As they say on the telly, the results have been counted and verified and I can announce that the winner is...

Actually I don't want to talk about winners and losers, it seems crass, vulgar, cheap.

Instead I want to talk about other results, for example me feeling really, really tired is a result of the election. Hundreds of people across the county, and thousands of people across Britain will have been feeling tired over the weekend as a result of last week's election.

The reason being that an election can't take place without staff: there are the presiding officers and poll clerks, who sit in the polling stations for 15 hours (6am to 10pm) to make sure that the people have a chance to vote.  There are more than 40,000 polling stations across the country, so that's over 80,000 people who put in a really long day in the name of democracy.

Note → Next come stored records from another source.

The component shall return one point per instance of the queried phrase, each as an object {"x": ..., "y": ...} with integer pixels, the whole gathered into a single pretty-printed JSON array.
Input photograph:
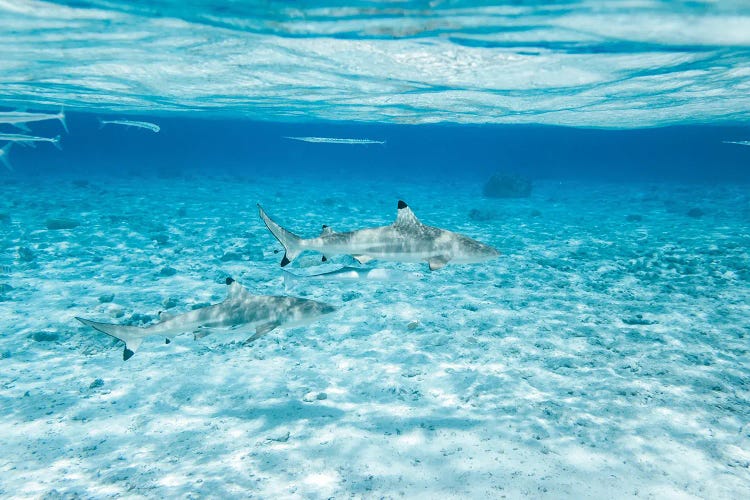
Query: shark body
[
  {"x": 406, "y": 240},
  {"x": 19, "y": 119},
  {"x": 131, "y": 123},
  {"x": 239, "y": 311}
]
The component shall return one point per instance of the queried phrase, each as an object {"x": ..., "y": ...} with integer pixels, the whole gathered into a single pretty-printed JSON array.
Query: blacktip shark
[
  {"x": 29, "y": 140},
  {"x": 334, "y": 140},
  {"x": 131, "y": 123},
  {"x": 4, "y": 156},
  {"x": 239, "y": 311},
  {"x": 348, "y": 273},
  {"x": 406, "y": 240},
  {"x": 20, "y": 118}
]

Then there are the counters, who have to record every vote to make sure that the right person gets the job they're elected to.  I'm not sure how many counters there are, but there were a few hundred gathered in the Whitehaven Sports Centre from 10pm on Thursday until after 6pm on Friday, counting the Copeland votes. I know that there are 326 districts in England, there are another 73 constituencies in Scotland, 22 council areas in Wales and 18 constituencies in Northern Ireland.

That's 439 administrative centres, of varying types.  If each one of them employed just 150 counters (many of the larger ones could've needed more) that would be 65,850 people counting votes across the United Kingdom.  Many of them doing it into the early hours of Friday morning. Not Sunderland though. 

The point I want to make is that it takes a huge number of people, working very long hours to enable people to vote, and that's just one more reason why everyone eligible should take the opportunity to stand up and be counted.